Loading Big Index Data into newly launched Amazon CloudSearch engine
Search tier is the most critical section of many online verticals like travel, e-commerce, classifieds etc. If users cannot search products efficiently they will not make their buying decisions properly, which in turn massively affects the revenues of these companies. Most of them are usually powered by Apache Solr, FAST , Autonomy, ElastiSearch etc. AWS also has a Search Service called CloudSearch which is a fully-managed service in the cloud that makes it easy to set up, manage, and scale a search solution for your website. Amazon CloudSearch relieves you from the worry of hardware provisioning, setup, and maintenance. As your volume of data and traffic fluctuates, Amazon CloudSearch automatically scales to meet your needs.

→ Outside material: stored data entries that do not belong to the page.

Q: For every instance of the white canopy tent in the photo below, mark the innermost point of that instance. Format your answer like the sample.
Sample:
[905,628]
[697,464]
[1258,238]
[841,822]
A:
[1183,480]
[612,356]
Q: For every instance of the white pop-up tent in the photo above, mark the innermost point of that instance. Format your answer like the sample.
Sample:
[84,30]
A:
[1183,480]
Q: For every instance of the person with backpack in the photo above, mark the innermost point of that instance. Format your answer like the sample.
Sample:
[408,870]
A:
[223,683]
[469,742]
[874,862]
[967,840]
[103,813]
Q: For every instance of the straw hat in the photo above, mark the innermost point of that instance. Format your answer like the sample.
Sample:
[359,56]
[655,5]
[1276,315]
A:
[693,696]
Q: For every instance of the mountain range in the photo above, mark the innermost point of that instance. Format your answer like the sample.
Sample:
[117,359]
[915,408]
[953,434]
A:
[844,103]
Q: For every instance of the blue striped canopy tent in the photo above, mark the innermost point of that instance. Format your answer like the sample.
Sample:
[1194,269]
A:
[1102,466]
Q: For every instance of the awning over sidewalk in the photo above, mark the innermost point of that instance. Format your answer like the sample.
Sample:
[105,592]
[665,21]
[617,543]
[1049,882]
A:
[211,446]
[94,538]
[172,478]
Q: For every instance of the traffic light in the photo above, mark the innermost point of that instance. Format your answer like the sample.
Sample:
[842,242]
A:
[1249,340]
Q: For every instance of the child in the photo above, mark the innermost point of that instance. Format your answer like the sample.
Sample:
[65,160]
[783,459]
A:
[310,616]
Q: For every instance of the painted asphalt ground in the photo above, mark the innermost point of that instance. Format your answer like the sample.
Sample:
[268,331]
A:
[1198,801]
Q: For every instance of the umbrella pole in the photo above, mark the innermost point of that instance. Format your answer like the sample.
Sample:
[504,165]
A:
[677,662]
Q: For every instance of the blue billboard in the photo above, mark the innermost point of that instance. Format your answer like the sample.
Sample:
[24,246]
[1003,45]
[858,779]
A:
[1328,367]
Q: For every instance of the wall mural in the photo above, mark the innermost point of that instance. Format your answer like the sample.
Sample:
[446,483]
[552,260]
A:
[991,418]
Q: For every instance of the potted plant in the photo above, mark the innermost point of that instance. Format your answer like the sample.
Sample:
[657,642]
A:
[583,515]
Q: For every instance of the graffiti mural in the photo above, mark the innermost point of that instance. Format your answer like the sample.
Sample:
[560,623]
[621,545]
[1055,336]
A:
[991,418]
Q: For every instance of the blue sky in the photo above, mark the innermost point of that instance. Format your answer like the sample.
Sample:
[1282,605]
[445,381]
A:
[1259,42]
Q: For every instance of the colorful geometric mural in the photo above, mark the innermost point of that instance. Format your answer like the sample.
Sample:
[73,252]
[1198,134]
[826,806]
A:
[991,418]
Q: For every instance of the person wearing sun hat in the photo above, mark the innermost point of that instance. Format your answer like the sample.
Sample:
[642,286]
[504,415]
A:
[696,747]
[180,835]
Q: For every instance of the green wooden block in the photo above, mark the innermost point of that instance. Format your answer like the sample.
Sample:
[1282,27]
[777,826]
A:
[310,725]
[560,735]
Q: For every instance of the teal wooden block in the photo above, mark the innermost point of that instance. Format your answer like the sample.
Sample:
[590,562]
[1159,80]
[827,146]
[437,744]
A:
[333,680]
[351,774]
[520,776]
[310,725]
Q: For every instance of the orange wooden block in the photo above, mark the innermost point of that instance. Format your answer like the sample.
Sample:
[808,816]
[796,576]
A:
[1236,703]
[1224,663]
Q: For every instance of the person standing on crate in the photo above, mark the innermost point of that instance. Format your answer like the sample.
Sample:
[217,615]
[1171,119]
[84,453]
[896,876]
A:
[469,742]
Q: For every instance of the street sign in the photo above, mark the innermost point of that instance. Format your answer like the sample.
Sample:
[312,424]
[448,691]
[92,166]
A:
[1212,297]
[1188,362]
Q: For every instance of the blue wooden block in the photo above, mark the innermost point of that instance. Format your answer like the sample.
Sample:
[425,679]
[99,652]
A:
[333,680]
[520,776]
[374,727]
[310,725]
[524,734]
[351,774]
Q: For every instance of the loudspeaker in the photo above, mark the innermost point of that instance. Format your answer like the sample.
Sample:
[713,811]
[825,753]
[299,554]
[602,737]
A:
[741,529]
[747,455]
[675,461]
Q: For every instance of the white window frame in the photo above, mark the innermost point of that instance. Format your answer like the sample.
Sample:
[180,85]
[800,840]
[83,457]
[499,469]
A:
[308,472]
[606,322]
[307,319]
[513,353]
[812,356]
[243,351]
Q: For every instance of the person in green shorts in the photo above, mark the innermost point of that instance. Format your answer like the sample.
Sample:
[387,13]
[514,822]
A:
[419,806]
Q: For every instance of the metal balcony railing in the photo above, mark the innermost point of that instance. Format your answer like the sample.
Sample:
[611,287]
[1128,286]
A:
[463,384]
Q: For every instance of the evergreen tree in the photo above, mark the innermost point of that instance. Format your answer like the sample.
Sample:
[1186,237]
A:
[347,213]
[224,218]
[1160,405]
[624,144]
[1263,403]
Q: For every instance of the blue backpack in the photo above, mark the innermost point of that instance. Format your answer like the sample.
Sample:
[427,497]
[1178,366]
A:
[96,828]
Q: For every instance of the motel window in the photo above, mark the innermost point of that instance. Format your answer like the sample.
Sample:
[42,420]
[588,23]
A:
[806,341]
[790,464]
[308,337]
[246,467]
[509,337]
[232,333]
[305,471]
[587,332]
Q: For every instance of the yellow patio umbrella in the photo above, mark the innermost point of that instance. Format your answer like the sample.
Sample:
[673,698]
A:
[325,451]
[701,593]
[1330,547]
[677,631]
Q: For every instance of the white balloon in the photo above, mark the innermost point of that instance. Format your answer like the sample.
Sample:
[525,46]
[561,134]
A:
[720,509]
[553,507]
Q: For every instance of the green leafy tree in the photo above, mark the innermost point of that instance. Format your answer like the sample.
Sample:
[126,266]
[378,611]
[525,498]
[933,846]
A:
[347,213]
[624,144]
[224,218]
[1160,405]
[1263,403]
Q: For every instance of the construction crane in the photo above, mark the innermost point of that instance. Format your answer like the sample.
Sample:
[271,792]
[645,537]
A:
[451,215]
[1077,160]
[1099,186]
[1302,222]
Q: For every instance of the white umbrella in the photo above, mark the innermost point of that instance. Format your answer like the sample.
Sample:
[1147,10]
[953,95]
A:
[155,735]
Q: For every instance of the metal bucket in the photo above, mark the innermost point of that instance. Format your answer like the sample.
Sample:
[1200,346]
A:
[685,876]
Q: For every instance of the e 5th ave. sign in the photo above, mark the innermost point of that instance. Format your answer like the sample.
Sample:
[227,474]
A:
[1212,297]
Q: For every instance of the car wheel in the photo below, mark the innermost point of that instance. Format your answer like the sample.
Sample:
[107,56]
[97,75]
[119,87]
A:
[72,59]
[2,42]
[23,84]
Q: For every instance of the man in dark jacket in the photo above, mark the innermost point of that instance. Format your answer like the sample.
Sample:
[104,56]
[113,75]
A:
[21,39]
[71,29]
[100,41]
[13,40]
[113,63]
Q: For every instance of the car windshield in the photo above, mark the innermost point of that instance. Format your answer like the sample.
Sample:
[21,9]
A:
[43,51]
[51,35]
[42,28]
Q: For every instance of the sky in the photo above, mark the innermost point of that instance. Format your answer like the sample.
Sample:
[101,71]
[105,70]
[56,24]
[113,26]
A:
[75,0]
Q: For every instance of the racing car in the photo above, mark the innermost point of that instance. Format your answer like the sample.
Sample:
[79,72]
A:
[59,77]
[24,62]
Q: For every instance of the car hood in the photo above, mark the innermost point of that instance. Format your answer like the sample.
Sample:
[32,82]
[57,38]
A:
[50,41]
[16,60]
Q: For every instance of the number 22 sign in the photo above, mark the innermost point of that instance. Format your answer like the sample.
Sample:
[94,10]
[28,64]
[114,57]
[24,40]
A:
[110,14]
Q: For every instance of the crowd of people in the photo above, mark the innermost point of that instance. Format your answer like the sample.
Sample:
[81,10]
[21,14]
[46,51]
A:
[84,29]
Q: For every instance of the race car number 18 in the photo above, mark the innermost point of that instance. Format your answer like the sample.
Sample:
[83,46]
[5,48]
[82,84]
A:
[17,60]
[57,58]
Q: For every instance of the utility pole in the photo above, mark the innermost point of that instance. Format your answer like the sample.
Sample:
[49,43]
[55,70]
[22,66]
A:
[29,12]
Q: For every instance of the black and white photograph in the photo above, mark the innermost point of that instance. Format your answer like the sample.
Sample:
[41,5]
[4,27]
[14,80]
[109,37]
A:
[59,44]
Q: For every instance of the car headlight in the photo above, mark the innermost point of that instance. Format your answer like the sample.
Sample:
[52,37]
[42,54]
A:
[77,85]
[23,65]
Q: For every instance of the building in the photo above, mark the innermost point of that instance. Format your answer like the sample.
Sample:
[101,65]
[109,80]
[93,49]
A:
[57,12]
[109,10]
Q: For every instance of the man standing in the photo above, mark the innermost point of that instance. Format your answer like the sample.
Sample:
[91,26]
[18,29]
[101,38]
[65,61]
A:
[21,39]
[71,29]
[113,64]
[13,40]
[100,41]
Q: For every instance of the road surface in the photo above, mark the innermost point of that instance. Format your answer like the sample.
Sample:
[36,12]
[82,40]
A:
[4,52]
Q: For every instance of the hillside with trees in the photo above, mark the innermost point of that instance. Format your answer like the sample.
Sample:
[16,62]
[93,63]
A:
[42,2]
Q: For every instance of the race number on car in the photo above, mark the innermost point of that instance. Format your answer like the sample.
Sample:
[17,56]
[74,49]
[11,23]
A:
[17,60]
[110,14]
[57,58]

API version 2013-01-01 of Amazon CloudSearch is internally powered by customized version of Apache Solr Engine, and it is specifically designed for running highly scalable and available search on Amazon Web Services Cloud. This 2013 CloudSearch API has lots of similarities with Apache Solr and customers can easily migrate to this version and leverage the benefits of Amazon Cloud Infrastructure. We are already hearing many AWS customers are planning their migration from FAST, Solr and A9 Engine into the Amazon CloudSearch – 2013-01-01 API engine.
My team is already migrating couple of customers into this Amazon CloudSearch 2013-01-01 API and i have shared our experience on this process for the benefit of AWS community.
Reference Migration Architecture and requirements:
In this article i am going to explore how to
- Migrate a 300+ GB index containing close to 247+ million records distributed in 105 searchable fields in a highly scalable /parallel manner in AWS infrastructure.
- 300 + GB index file is stored in Amazon S3
- Custom Data loader program built on Amazon Elastic MapReduce is used for parallel loading
- Around ~6 Search.M2.2Xlarge are created with 2 partitions and 5 replication count
- Around 10+ M1.large EMR Core nodes are for Data loading. This loader can be increased to hundreds of nodes depending upon the volume and velocity of data pump required.
- Amazon CloudSearch Infrastructure provisioning, Automated partitioning, replication count are handled by AWS.
Lets get into the details below:
Step 1)Create a new Amazon CloudSearch Domain: We have named the search domain as “bigdatasearch” and chose the search instance type as search.m2.2xlarge. Since we are planning to pump and query a 300 GB index with millions of document, it did not make sense for us to chose a smaller instance type of Amazon CloudSearch. Usually the base instance type can be selected based on the number and size of the documents you are planning to maintain in the Amazon CloudSearch.
Note: Here we have chosen replication count as 5. This is little strange in a distributed architecture because usually more replication count for the master decreases the speed of document upload. But when we were playing with Amazon CloudSearch we observed that it is increasing the speed of uploads. In addition we also observed the following :
- If we keep the replication count 0 or less, use a smaller search instance type and pump documents in parallel from multiple nodes, either the Amazon CloudSearch Server is failing sometimes or error rates are high.
- If we keep the replication count 0 or less , use a larger search instance type and pump documents in parallel from multiple nodes, internally Amazon Cloud Search itself is creating 3-5 nodes and it shows in the replication count. Waiting to discuss with AWS SA folks on this behavior.
We will be utilizing distributed uploading technique which we custom built using Amazon Elastic MapReduce to pump data to the Amazon CloudSearch server. This technique enables us to write more Index data in parallel.
Step 2) Select how you would like to create the Amazon CloudSearch Schema: Here we have chosen Manual setup, since we already have schema to be migrated to Amazon CloudSearch.
We have 100+ Index fields with scaling options instance type as m2.2xlarge and replication count 5 in the “bigdatasearch” domain.
Since the volume of index data is huge (300+ GB) we have created a Custom Data Loader built on Amazon Elastic MapReduce to pump the data in parallel into Amazon CloudSearch. Since it is built on Amazon Elastic MapReduce, we can use the same program without modification for scale to upload TB’s of index into the search system with hundreds of Data loader EMR core/task nodes.